A conducting metal circular-wire-loop of radius $$r$$ is placed perpendicular to a magnetic field which varies with time as $$B = B_0 e^{-t/\tau}$$, where $$B_0$$ and $$\tau$$ are constants at time $$t = 0$$. If the resistance of the loop is $$R$$, then the heat generated in the loop after a long time $$(t \to \infty)$$ is

First we note that a changing magnetic flux through the loop induces an emf. The quantitative relation is given by Faraday’s law of electromagnetic induction, stated as

$$|\mathcal E| = \left|\frac{d\Phi}{dt}\right|,$$

where $$\mathcal E$$ is the induced emf and $$\Phi$$ is the magnetic flux through the loop.
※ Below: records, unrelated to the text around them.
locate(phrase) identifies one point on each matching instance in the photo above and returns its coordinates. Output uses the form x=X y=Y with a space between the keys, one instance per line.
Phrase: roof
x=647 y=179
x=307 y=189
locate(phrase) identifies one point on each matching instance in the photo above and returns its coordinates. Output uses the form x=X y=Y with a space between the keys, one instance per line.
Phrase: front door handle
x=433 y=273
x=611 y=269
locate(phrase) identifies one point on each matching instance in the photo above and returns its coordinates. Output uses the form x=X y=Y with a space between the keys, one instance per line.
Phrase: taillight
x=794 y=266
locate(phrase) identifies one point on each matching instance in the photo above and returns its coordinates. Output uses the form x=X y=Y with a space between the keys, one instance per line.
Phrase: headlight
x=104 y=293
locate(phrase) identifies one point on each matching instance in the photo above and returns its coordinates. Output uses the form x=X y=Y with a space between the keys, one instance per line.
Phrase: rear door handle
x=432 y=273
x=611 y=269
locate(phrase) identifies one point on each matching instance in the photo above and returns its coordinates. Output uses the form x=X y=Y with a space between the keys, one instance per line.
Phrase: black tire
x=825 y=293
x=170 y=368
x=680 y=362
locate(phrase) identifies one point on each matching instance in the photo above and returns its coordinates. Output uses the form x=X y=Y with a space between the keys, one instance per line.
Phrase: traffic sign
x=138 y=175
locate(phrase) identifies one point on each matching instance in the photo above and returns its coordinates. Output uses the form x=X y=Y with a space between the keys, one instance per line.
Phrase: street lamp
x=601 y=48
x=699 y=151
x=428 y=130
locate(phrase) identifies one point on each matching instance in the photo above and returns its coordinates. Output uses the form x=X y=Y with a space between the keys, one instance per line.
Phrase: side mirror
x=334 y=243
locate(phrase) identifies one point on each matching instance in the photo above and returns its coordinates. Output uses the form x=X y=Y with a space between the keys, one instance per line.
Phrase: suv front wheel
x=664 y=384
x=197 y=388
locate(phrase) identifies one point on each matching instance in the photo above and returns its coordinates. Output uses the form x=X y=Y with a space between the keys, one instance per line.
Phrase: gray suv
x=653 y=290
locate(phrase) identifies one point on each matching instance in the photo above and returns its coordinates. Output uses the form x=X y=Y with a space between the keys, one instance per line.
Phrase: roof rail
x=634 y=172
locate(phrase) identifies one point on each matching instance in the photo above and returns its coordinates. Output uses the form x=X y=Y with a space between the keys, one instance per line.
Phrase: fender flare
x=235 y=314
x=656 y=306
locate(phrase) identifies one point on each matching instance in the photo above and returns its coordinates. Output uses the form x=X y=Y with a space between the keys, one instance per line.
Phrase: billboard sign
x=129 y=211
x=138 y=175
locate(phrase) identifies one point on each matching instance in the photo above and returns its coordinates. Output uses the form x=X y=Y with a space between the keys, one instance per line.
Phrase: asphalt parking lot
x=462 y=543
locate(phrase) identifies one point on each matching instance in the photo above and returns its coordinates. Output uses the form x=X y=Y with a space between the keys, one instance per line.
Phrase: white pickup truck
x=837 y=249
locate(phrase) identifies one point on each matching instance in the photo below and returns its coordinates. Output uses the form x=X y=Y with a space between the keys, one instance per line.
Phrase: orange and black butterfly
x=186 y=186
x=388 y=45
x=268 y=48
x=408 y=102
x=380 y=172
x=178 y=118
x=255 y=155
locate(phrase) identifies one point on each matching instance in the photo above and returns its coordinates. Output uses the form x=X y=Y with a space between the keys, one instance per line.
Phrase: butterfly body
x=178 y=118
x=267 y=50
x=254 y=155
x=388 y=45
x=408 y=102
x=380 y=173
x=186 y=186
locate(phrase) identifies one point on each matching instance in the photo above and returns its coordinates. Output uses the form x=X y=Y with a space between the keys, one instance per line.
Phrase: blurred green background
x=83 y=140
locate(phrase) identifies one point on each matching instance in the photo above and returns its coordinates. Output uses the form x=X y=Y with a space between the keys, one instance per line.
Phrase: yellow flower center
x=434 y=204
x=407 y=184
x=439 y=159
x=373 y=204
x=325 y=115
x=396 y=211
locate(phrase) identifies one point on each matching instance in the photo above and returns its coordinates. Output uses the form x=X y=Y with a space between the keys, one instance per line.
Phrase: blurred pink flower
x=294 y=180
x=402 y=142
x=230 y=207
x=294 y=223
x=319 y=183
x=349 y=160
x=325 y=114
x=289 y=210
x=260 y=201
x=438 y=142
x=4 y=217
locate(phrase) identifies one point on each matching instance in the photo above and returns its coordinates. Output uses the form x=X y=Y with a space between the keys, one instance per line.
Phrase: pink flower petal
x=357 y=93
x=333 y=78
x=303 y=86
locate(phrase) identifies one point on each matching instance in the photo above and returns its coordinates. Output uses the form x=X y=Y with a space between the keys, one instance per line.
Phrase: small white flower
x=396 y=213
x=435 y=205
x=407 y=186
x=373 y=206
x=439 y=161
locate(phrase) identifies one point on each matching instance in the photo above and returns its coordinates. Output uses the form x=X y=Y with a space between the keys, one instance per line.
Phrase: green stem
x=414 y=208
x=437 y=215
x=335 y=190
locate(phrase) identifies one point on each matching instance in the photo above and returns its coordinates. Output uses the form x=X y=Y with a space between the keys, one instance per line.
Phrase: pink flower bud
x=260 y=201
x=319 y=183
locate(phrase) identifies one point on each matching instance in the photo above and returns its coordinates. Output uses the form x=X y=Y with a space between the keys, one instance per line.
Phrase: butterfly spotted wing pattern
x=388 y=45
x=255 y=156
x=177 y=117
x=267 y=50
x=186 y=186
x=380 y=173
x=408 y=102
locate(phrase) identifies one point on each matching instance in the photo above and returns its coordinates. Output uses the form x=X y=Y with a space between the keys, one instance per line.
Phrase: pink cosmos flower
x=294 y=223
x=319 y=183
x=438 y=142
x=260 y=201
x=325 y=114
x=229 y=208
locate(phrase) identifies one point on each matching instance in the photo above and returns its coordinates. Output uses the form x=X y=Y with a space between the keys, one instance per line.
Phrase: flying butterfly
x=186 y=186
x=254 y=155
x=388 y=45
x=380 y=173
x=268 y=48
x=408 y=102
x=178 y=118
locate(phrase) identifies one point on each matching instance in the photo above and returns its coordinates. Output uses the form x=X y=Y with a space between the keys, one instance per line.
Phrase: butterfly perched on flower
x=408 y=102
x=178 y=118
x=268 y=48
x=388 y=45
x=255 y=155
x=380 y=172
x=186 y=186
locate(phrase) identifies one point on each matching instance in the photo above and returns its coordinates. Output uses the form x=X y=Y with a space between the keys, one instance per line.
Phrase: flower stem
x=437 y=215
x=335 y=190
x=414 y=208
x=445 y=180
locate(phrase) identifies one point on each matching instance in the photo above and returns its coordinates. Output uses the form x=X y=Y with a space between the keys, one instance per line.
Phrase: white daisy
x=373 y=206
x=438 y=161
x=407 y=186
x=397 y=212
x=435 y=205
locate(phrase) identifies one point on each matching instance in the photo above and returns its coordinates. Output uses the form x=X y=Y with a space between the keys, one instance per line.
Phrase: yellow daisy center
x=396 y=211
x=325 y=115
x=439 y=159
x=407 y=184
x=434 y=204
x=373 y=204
The area of the given circular loop is

$$A = \pi r^{2}.$$

The magnetic field is time-dependent: $$B(t)=B_{0}e^{-t/\tau}.$$ Hence the flux through the loop at any instant $$t$$ is

$$\Phi(t)=B(t)\,A =B_{0}e^{-t/\tau}\,\pi r^{2}.$$

We now differentiate this flux with respect to time in order to find the emf:

$$\frac{d\Phi}{dt} =\pi r^{2}B_{0}\,\frac{d}{dt}\!\left(e^{-t/\tau}\right).$$

Using the elementary derivative

$$\frac{d}{dt}\!\left(e^{-t/\tau}\right)=-\frac{1}{\tau}e^{-t/\tau},$$

we get

$$\frac{d\Phi}{dt} =-\pi r^{2}B_{0}\,\frac{1}{\tau}e^{-t/\tau}.$$

Taking the magnitude (sign is irrelevant for power and heat), the induced emf becomes

$$\mathcal E(t)=\left|\frac{d\Phi}{dt}\right| =\frac{\pi r^{2}B_{0}}{\tau}\,e^{-t/\tau}.$$

The loop has resistance $$R$$, so by Ohm’s law the induced current is

$$I(t)=\frac{\mathcal E(t)}{R} =\frac{\pi r^{2}B_{0}}{\tau R}\,e^{-t/\tau}.$$

The instantaneous power dissipated as heat in the resistor is given by

$$P(t)=I^{2}(t)\,R.$$

Substituting the expression for $$I(t)$$, we obtain

$$P(t)=\left(\frac{\pi r^{2}B_{0}}{\tau R}\,e^{-t/\tau}\right)^{2}R =\frac{\pi^{2}r^{4}B_{0}^{2}}{\tau^{2}R}\,e^{-2t/\tau}.$$

To find the total heat $$Q$$ generated from $$t=0$$ to $$t\rightarrow\infty$$, we integrate this power over time:

$$Q=\int_{0}^{\infty}P(t)\,dt =\frac{\pi^{2}r^{4}B_{0}^{2}}{\tau^{2}R} \int_{0}^{\infty}e^{-2t/\tau}\,dt.$$

The standard integral

$$\int_{0}^{\infty}e^{-kt}\,dt=\frac{1}{k}$$

gives, with $$k=\frac{2}{\tau},$$

$$\int_{0}^{\infty}e^{-2t/\tau}\,dt =\frac{1}{2/\tau} =\frac{\tau}{2}.$$

Substituting this back, we have

$$Q=\frac{\pi^{2}r^{4}B_{0}^{2}}{\tau^{2}R}\,\frac{\tau}{2} =\frac{\pi^{2}r^{4}B_{0}^{2}}{2\tau R}.$$

Hence, the correct answer is Option B.